約20年を経て、成年後見制度が見直されようとしています。
その一つとして、成年被後見人等の資格制限(いわゆる欠格条項)の撤廃が検討されています。現在、180程度の法律において、成年被後見人等に関し、欠格条項その他権利の制限に係る措置が設けられているそうです。例えば、公務員、士業、法人役員、営業許可などです。
この議論は、多様な資格や職種、業務等に求められる能力と、民法上の財産管理能力との間には質的なずれがあるのではないかという疑問や、成年後見人等が一律に資格や業務から排除されることで能力を発揮する機会が失われる、欠格条項の存在により成年後見制度の利用を躊躇する影響が生じているのではないか、といった問題意識に由来します。もっとも、欠格条項を削除するとなると、監督方法や代替措置といった関連制度を整備する必要があります。

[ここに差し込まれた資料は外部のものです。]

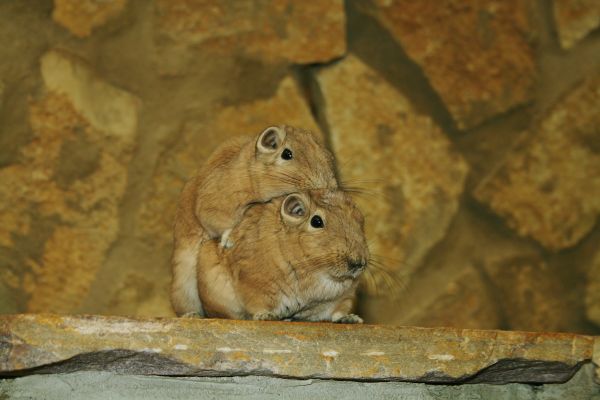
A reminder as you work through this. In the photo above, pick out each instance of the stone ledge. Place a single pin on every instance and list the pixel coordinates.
(41, 343)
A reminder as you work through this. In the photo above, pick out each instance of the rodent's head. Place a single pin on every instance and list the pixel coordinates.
(324, 232)
(289, 159)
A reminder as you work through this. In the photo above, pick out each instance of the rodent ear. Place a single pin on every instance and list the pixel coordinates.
(271, 139)
(294, 208)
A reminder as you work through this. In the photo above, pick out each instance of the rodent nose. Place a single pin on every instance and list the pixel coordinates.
(356, 264)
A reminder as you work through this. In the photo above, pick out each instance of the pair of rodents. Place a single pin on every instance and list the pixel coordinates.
(297, 251)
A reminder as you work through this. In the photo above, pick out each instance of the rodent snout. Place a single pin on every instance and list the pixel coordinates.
(357, 264)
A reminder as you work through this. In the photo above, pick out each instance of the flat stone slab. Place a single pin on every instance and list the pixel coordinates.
(38, 343)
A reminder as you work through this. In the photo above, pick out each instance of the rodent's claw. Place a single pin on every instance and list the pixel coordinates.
(349, 319)
(193, 314)
(226, 242)
(265, 316)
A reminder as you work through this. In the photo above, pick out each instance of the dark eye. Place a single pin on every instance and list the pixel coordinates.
(287, 154)
(316, 222)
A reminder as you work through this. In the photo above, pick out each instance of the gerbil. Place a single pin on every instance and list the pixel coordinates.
(242, 171)
(297, 257)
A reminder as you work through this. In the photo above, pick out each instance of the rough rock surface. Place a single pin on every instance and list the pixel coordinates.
(59, 204)
(592, 295)
(94, 385)
(200, 347)
(81, 17)
(199, 138)
(476, 55)
(464, 302)
(575, 19)
(412, 176)
(542, 189)
(530, 289)
(282, 31)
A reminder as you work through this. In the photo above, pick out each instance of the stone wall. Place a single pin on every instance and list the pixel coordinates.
(468, 129)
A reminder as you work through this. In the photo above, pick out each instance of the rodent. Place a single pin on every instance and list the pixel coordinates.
(242, 171)
(297, 257)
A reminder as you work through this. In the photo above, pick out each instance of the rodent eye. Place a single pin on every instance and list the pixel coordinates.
(316, 222)
(287, 154)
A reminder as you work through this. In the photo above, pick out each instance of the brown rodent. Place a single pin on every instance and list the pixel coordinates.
(242, 171)
(297, 257)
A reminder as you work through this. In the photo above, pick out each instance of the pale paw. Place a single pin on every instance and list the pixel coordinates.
(349, 319)
(226, 241)
(265, 316)
(193, 314)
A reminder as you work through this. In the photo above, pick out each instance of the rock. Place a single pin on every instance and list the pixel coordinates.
(284, 31)
(199, 138)
(464, 302)
(204, 347)
(83, 16)
(412, 176)
(476, 55)
(533, 295)
(93, 384)
(60, 204)
(592, 293)
(544, 191)
(575, 19)
(106, 107)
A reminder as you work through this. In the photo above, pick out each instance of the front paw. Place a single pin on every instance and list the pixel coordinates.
(265, 316)
(193, 314)
(349, 319)
(226, 242)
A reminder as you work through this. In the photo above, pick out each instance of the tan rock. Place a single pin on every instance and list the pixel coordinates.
(201, 136)
(105, 107)
(68, 183)
(575, 19)
(476, 55)
(549, 188)
(194, 347)
(412, 176)
(81, 17)
(289, 31)
(592, 293)
(533, 296)
(464, 302)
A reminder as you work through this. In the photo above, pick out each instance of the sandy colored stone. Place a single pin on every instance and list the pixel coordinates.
(200, 347)
(412, 176)
(274, 31)
(105, 107)
(63, 196)
(463, 302)
(201, 136)
(592, 293)
(475, 54)
(549, 187)
(81, 17)
(533, 297)
(575, 19)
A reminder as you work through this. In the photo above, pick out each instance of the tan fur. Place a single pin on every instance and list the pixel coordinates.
(281, 269)
(236, 175)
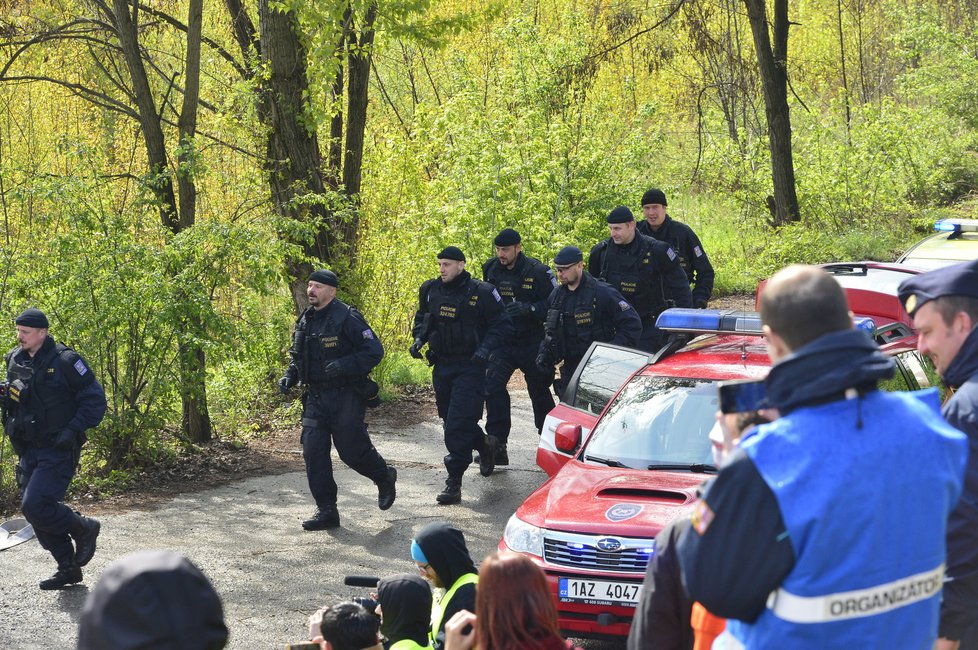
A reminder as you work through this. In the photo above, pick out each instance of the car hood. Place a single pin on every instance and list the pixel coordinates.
(610, 500)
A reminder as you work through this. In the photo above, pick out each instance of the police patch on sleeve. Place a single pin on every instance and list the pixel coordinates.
(702, 517)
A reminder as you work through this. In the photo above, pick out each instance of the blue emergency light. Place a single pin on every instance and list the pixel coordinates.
(680, 319)
(956, 225)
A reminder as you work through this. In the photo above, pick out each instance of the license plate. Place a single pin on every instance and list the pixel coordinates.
(598, 592)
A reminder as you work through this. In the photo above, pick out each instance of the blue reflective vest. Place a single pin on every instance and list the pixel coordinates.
(864, 486)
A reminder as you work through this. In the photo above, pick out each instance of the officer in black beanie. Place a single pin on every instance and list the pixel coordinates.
(463, 322)
(659, 225)
(524, 283)
(333, 352)
(52, 399)
(646, 271)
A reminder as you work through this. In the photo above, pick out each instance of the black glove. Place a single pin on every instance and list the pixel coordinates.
(66, 439)
(332, 370)
(415, 348)
(285, 383)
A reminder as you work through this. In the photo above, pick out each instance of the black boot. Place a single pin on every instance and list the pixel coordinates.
(452, 492)
(387, 489)
(322, 519)
(85, 532)
(69, 574)
(487, 456)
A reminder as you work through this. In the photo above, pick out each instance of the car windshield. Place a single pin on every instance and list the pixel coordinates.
(657, 421)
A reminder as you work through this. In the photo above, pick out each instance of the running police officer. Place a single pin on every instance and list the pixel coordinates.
(51, 398)
(333, 351)
(659, 225)
(646, 271)
(463, 322)
(582, 310)
(524, 284)
(944, 306)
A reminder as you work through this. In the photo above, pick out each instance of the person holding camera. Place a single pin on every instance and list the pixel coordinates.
(52, 398)
(333, 351)
(580, 311)
(515, 610)
(824, 488)
(463, 322)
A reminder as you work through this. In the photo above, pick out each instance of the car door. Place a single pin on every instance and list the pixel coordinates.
(602, 371)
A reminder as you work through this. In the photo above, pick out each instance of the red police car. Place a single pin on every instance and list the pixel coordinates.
(617, 479)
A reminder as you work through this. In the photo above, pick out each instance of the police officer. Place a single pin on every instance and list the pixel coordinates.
(789, 539)
(333, 351)
(659, 225)
(524, 283)
(646, 271)
(52, 398)
(463, 322)
(580, 311)
(944, 306)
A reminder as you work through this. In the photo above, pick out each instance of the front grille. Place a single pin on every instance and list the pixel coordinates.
(582, 552)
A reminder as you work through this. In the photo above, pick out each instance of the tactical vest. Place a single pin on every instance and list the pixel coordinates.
(631, 270)
(455, 331)
(580, 324)
(49, 404)
(438, 611)
(852, 585)
(327, 343)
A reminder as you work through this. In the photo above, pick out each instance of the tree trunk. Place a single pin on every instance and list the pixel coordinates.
(772, 64)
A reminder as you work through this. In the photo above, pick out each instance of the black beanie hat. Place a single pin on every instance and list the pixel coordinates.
(324, 276)
(452, 253)
(621, 214)
(654, 196)
(569, 255)
(507, 237)
(32, 318)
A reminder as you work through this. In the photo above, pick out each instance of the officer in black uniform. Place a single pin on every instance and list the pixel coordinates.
(659, 225)
(646, 271)
(524, 283)
(333, 351)
(463, 322)
(580, 311)
(51, 398)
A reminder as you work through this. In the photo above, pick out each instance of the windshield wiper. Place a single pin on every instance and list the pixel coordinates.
(692, 467)
(606, 461)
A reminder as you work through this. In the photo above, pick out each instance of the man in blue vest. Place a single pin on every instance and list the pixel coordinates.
(333, 351)
(50, 399)
(944, 306)
(825, 528)
(440, 553)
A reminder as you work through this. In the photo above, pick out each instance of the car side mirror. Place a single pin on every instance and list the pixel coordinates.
(567, 437)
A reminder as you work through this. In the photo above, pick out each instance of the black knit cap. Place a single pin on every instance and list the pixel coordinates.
(32, 318)
(569, 255)
(324, 276)
(507, 237)
(654, 196)
(452, 253)
(621, 214)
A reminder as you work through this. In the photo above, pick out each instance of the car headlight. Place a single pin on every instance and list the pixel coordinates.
(522, 537)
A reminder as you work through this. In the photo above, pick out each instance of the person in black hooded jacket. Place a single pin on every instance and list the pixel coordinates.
(442, 557)
(405, 610)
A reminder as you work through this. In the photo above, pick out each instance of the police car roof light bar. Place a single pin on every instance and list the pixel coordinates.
(956, 225)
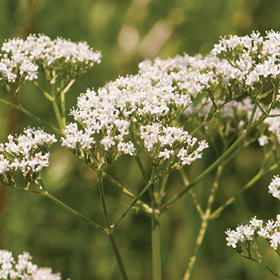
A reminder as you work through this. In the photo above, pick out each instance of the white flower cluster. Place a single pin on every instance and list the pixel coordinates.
(21, 59)
(253, 57)
(256, 228)
(28, 153)
(23, 268)
(128, 104)
(171, 143)
(274, 187)
(243, 233)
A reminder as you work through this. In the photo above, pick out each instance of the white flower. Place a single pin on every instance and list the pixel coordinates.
(274, 187)
(23, 268)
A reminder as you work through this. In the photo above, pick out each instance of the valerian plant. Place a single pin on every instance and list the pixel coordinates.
(167, 114)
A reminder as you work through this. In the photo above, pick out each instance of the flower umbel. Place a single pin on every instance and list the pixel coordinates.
(28, 153)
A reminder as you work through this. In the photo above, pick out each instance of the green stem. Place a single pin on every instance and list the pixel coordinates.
(145, 207)
(216, 163)
(69, 209)
(57, 114)
(62, 99)
(108, 226)
(29, 114)
(204, 224)
(264, 265)
(218, 211)
(135, 201)
(156, 243)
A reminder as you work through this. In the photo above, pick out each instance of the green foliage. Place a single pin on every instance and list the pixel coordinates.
(122, 30)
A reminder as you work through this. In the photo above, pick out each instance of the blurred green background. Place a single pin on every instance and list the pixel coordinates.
(126, 32)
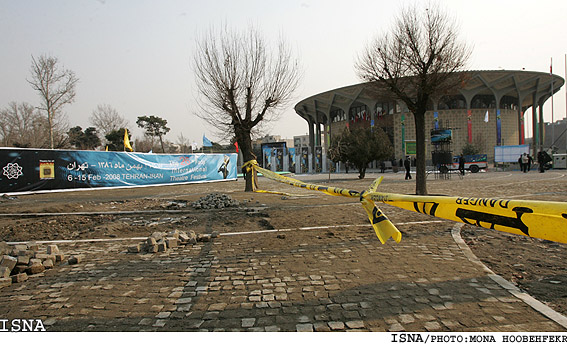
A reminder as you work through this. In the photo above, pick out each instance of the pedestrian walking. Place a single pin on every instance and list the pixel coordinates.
(407, 165)
(525, 162)
(462, 164)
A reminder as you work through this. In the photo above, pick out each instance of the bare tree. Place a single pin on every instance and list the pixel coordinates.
(56, 87)
(416, 62)
(243, 83)
(106, 119)
(22, 125)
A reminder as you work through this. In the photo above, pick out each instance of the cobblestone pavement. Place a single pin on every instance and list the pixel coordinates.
(239, 283)
(309, 279)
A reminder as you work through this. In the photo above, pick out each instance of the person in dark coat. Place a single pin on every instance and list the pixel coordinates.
(541, 161)
(407, 165)
(462, 164)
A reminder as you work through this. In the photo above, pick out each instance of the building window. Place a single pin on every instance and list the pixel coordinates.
(338, 115)
(359, 113)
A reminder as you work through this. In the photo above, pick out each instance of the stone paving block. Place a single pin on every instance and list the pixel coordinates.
(336, 325)
(355, 324)
(304, 327)
(321, 327)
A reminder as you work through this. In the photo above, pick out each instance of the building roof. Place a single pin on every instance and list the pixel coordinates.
(524, 85)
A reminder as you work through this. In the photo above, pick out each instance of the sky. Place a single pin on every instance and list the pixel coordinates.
(136, 55)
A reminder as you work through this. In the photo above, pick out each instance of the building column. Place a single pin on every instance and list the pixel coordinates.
(541, 126)
(311, 143)
(534, 125)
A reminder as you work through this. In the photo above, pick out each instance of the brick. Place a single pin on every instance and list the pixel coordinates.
(8, 261)
(151, 241)
(248, 322)
(174, 234)
(171, 242)
(19, 269)
(35, 261)
(52, 249)
(204, 238)
(183, 237)
(192, 237)
(5, 248)
(48, 264)
(40, 256)
(336, 325)
(4, 282)
(4, 272)
(33, 246)
(23, 260)
(20, 277)
(134, 248)
(35, 269)
(157, 236)
(75, 259)
(162, 247)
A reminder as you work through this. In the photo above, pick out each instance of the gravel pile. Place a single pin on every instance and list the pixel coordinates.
(214, 200)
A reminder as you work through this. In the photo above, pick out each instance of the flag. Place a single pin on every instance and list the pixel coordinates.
(127, 141)
(206, 142)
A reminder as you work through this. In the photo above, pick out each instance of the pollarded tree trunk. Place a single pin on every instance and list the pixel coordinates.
(421, 176)
(244, 140)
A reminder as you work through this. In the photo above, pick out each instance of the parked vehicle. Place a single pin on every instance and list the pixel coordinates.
(473, 163)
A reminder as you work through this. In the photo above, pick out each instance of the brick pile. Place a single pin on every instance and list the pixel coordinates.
(19, 261)
(215, 200)
(159, 242)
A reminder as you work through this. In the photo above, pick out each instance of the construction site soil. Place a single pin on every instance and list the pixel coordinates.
(536, 266)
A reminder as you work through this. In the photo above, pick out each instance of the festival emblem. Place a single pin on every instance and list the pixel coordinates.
(12, 171)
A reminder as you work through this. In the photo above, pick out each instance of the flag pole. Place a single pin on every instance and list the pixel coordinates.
(552, 121)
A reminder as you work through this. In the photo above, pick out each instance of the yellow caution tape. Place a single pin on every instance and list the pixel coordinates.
(540, 219)
(383, 227)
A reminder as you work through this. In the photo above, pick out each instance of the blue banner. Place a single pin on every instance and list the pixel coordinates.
(35, 169)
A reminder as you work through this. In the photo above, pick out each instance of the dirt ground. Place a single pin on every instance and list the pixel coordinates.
(536, 266)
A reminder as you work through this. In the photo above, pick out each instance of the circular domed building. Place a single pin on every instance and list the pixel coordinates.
(486, 111)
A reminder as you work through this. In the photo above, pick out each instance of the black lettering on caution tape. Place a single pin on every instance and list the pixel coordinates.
(477, 217)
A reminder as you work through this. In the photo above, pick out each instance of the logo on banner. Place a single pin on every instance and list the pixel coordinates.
(12, 171)
(46, 170)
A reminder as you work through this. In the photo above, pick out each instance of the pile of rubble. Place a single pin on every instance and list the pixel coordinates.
(19, 261)
(159, 242)
(215, 200)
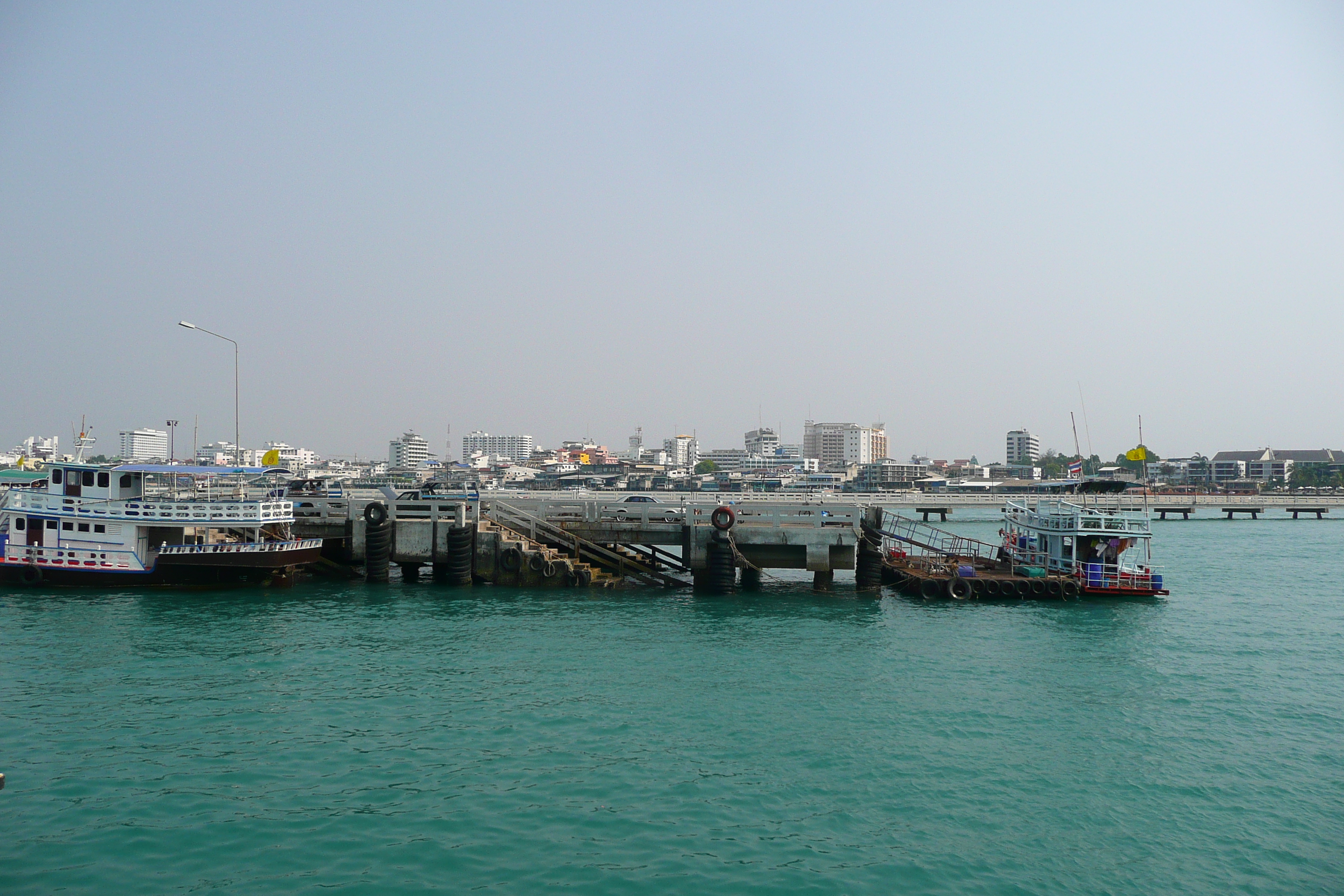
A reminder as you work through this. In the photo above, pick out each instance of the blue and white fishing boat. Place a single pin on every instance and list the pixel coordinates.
(1107, 547)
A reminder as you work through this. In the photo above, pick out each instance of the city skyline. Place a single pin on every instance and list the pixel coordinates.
(779, 214)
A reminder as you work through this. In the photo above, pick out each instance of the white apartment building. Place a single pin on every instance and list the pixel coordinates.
(726, 460)
(1023, 448)
(39, 448)
(845, 443)
(410, 451)
(144, 445)
(763, 443)
(216, 455)
(517, 448)
(293, 458)
(683, 451)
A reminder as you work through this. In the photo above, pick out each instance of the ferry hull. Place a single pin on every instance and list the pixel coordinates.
(178, 570)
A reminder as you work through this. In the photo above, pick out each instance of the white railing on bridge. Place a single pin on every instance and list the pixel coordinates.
(247, 547)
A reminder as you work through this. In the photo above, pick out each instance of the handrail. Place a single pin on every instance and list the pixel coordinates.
(530, 526)
(242, 547)
(932, 539)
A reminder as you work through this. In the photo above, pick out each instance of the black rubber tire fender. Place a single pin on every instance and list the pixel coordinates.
(723, 518)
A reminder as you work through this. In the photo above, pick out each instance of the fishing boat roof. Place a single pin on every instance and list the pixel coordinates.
(22, 476)
(199, 471)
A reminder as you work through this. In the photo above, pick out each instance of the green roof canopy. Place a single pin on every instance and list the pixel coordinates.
(22, 476)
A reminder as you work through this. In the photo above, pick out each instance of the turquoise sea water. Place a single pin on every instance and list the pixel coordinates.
(413, 738)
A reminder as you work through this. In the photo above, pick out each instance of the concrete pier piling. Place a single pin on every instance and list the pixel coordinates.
(581, 543)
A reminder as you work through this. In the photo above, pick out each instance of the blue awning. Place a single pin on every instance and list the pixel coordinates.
(198, 471)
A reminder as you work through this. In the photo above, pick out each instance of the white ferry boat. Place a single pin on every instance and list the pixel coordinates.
(91, 524)
(1107, 549)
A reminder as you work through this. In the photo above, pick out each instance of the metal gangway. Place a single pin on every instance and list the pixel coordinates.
(931, 539)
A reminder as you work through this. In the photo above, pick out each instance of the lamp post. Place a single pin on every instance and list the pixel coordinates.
(237, 444)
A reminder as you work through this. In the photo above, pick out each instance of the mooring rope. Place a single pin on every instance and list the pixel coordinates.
(737, 554)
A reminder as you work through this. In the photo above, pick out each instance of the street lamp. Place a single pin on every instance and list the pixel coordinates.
(237, 444)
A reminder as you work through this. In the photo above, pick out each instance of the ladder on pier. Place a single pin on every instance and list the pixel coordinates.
(620, 562)
(931, 539)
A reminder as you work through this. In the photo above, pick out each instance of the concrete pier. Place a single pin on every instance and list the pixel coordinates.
(557, 542)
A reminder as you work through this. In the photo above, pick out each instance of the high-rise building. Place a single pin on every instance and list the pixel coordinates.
(38, 448)
(218, 455)
(410, 451)
(683, 451)
(1023, 448)
(845, 443)
(763, 443)
(515, 448)
(144, 445)
(291, 457)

今年1月10日には、成年後見制度の利用に伴い、警備業法の欠格条項で約10年間務めた警備会社を退職せざるを得なくなった岐阜県の30代の男性が、職業選択の自由を保障した憲法に違反するとして、国に100万円の損害賠償を求めて岐阜地裁に提訴したという報道もありました。このような事案で国に賠償を求めるケースは全国で初めてであるようです。
現在、法制審議会会社法法制(企業統治関係)部会において、会社法改正について審議が行われていますが、会社法においても、「成年被後見人等が取締役、監査役、執行役及び清算人となることができない旨を定める規定を削除する場合において、これに伴って要する規律の整備についてどのように考えるか」という同様の議論がなされています(第10回法制審議会会社法法制(企業統治関係)部会)。
法務省HPで公開されている上記部会の資料によれば、具体的には、就任承諾や職務の執行の取消し、会社法上の責任の免責、心身の故障により職務を執行することができないと認められる者を取締役等の候補者とする議案を提案することの可否等が検討されていました。
今後、様々な側面から、議論が進められるであろう課題です。